To achieve all this with a SkyEye it seems I would need the SkyEye Acme version at £40 and the Maplin RF splitter too at £5 (a total cost of around £45). But as the existing RF transmission to the Sky box (which runs at Fast) almost never fails and as apparently the SkyEye or rather a Sky Digibox apparently only likes Medium transmission of the codes via RF2 I'm not altogether convinced its worth it now the Red Dot problem no longer exists.

Or do I not need the Acme version but only the SkyEye RF2T version if I use code 20008 as this also sends the Sky key via the RF leads perhaps? Or can the Sky key not actually be sent via the RF2 lead because RF2 output only works once the Sky box has come out of standby which needs an IR code Sky key sent?

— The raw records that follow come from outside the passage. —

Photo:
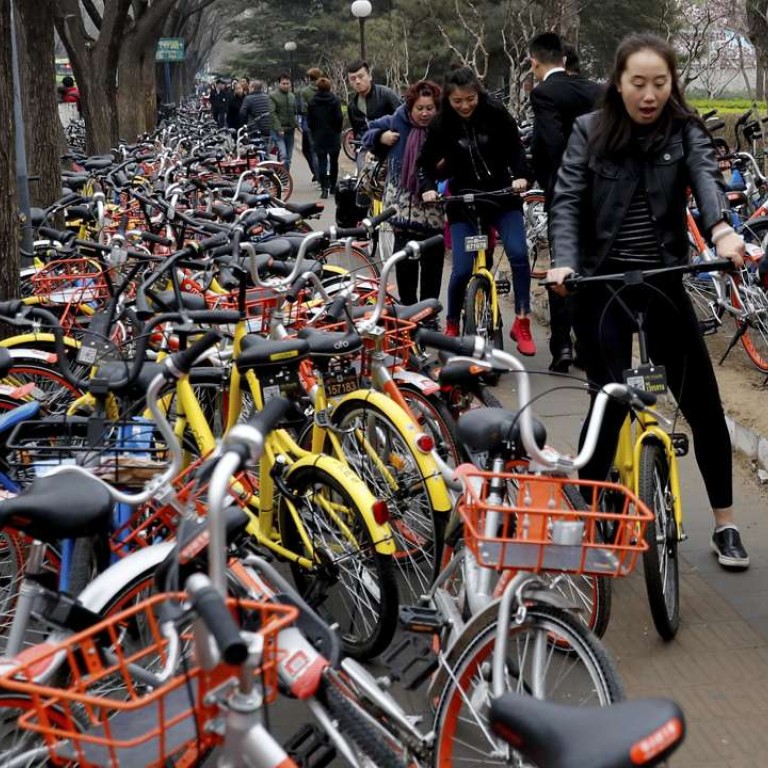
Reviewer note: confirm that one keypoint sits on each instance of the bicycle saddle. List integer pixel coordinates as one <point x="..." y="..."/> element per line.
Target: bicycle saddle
<point x="258" y="352"/>
<point x="496" y="429"/>
<point x="64" y="506"/>
<point x="330" y="343"/>
<point x="624" y="735"/>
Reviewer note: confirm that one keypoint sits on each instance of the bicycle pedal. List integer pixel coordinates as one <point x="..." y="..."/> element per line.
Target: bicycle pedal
<point x="420" y="619"/>
<point x="310" y="747"/>
<point x="709" y="326"/>
<point x="412" y="661"/>
<point x="680" y="443"/>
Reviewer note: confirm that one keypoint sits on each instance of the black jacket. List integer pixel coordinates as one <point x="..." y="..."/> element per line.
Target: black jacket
<point x="592" y="195"/>
<point x="219" y="100"/>
<point x="556" y="103"/>
<point x="256" y="112"/>
<point x="379" y="102"/>
<point x="483" y="153"/>
<point x="325" y="121"/>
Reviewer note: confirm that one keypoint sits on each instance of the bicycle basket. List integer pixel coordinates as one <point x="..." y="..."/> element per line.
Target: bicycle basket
<point x="126" y="453"/>
<point x="537" y="526"/>
<point x="107" y="716"/>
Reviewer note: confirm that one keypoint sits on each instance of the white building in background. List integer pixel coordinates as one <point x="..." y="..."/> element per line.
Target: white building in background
<point x="729" y="67"/>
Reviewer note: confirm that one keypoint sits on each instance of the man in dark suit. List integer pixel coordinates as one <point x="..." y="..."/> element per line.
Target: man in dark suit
<point x="556" y="102"/>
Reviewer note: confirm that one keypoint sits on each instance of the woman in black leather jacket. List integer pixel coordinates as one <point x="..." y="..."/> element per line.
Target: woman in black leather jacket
<point x="619" y="204"/>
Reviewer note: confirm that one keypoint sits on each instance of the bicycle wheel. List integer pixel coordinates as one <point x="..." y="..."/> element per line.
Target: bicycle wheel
<point x="751" y="297"/>
<point x="536" y="234"/>
<point x="550" y="647"/>
<point x="350" y="583"/>
<point x="660" y="560"/>
<point x="347" y="139"/>
<point x="434" y="419"/>
<point x="355" y="261"/>
<point x="383" y="458"/>
<point x="282" y="174"/>
<point x="478" y="317"/>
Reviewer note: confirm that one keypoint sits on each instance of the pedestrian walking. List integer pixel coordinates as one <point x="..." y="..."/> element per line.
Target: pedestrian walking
<point x="556" y="102"/>
<point x="325" y="120"/>
<point x="285" y="121"/>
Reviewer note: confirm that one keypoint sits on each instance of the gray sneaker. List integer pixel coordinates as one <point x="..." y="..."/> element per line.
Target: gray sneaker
<point x="729" y="550"/>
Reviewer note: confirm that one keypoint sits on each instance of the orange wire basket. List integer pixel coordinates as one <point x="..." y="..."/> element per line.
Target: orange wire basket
<point x="154" y="522"/>
<point x="72" y="282"/>
<point x="107" y="716"/>
<point x="536" y="527"/>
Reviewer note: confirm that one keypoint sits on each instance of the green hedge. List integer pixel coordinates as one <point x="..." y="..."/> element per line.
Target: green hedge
<point x="728" y="106"/>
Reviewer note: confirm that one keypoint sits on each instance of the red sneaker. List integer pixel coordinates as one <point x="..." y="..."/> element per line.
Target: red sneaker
<point x="451" y="327"/>
<point x="520" y="332"/>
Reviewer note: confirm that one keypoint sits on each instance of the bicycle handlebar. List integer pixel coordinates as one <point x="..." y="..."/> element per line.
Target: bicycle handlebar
<point x="547" y="458"/>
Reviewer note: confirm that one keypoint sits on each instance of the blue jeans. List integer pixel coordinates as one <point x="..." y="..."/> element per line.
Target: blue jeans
<point x="511" y="229"/>
<point x="284" y="146"/>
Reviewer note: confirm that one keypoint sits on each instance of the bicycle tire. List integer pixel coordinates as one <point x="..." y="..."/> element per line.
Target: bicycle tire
<point x="283" y="174"/>
<point x="478" y="318"/>
<point x="754" y="338"/>
<point x="416" y="531"/>
<point x="353" y="586"/>
<point x="346" y="144"/>
<point x="353" y="723"/>
<point x="536" y="234"/>
<point x="435" y="419"/>
<point x="591" y="678"/>
<point x="660" y="560"/>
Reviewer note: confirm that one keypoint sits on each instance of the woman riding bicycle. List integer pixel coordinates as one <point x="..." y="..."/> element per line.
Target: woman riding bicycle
<point x="475" y="144"/>
<point x="620" y="204"/>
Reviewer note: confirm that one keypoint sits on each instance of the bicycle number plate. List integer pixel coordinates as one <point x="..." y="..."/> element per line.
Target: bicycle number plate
<point x="475" y="243"/>
<point x="648" y="378"/>
<point x="338" y="384"/>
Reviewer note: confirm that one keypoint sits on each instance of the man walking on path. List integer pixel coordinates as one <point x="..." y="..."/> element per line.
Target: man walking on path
<point x="556" y="103"/>
<point x="284" y="130"/>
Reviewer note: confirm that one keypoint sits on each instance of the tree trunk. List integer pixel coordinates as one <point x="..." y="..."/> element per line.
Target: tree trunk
<point x="9" y="216"/>
<point x="41" y="115"/>
<point x="137" y="103"/>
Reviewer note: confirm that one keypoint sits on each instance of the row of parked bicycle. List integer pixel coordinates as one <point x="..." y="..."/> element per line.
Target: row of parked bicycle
<point x="203" y="383"/>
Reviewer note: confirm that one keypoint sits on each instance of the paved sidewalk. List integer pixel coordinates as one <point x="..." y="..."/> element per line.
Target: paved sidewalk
<point x="717" y="667"/>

Any light you can shed on the matter would be appreciated.

See www.skyeye.force9.co.uk/skyeye.htm for the SkyEye various options.


----------



## kitschcamp (May 18, 2001)

Pete77 said:


> But looking at the products the SkyEye chap sells it seems that his SkyEye RF2T and his SkyEye T-Link products send the channel number down the RF2 connection but that if you also want a Sky key sent before this when the recording starts (to bring the box out of standby) then you have to buy the Acme version at £39.99 which still sends the Sky key via the IR leads and IR dongle? So you are still dependent on the potentially dodgy IR leads and IR transmission.........

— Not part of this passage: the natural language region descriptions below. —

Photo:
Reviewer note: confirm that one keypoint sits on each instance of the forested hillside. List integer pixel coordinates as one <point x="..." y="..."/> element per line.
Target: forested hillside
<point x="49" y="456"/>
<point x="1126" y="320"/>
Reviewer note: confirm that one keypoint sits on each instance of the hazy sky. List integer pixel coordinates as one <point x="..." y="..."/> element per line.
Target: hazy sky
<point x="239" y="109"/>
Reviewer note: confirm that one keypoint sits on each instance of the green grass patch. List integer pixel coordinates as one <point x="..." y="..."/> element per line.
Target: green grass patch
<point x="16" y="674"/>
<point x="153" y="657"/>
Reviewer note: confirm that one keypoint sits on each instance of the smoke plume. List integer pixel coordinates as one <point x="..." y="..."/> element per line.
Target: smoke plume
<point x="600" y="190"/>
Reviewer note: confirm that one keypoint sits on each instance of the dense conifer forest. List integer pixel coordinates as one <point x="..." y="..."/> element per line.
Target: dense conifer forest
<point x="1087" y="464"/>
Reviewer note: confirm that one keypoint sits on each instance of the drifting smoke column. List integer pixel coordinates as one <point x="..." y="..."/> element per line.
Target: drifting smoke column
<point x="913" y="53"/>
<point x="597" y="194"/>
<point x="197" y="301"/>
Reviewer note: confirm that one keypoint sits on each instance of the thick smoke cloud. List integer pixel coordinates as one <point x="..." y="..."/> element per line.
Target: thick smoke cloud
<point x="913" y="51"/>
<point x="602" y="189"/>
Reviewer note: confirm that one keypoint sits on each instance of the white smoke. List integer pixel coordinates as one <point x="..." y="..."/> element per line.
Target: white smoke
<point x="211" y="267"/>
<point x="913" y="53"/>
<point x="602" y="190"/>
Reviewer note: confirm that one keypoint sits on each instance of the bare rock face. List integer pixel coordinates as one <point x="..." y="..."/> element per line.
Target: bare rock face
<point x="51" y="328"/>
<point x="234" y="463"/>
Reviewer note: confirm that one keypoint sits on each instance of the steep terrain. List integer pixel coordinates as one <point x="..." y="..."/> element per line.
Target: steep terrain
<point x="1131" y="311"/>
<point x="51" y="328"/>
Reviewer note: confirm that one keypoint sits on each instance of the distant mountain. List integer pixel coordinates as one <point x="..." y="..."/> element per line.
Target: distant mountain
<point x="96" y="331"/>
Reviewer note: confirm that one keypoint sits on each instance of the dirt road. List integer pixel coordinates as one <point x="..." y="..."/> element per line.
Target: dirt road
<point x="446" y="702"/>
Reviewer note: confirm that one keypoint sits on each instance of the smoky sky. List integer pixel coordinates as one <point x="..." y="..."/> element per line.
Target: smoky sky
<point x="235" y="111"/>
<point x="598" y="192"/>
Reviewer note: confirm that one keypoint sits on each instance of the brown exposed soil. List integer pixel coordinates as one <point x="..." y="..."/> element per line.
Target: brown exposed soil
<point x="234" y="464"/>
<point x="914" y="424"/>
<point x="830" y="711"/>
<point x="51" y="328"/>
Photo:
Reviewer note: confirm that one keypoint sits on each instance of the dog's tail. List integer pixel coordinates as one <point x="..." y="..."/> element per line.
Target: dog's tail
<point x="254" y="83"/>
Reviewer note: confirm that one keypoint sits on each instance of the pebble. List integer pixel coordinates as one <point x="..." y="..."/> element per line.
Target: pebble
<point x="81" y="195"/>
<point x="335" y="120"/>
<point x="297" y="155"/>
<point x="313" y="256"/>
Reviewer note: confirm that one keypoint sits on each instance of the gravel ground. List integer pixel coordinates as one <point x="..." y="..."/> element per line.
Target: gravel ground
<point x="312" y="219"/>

Only if it is essential to you that the Sky button is sent via the front IR port rather than the RF port.


----------



## Pete77 (Aug 1, 2006)

kitschcamp said:


> Only if it is essential to you that the Sky button is sent via the front IR port rather than the RF port.


And sending via the front IR port has something to do with the Widescreen switching mode or RGB mode working properly?

What down sides exactly are there to sending the Sky key via the RF2 connector on the Sky Digibox? Or is this just for people who don't know about the 20008 Tivo IR codes set?


----------



## Rob Nespor Bellis (Feb 17, 2001)

Yes, you are spot on Pete77. If you wake up the sky box over the rf2 rather than the IR it does not do widescreen switching and from memory also only composite out rather than RGB.

Rgds,

R.


----------



## Pete77 (Aug 1, 2006)

Rob Nespor Bellis said:


> Yes, you are spot on Pete77. If you wake up the sky box over the rf2 rather than the IR it does not do widescreen switching and from memory also only composite out rather than RGB.


Bang goes the idea of using Sky Eye then unless I want to splash out on the Acme version.

By the way Rob why do your 556 posts seem more like 5,000. It must be the weighty and technically profound content of the posts you usually make.


----------



## Rob Nespor Bellis (Feb 17, 2001)

My post count ( and that of a few others ) got reset during one of the board upgrades 

By the way the guy who does the Sky Eye stuff is a top bloke, even did me a custom acme version to overcome a problem with my sky box. Highly recommended.

Rgds,

R.


----------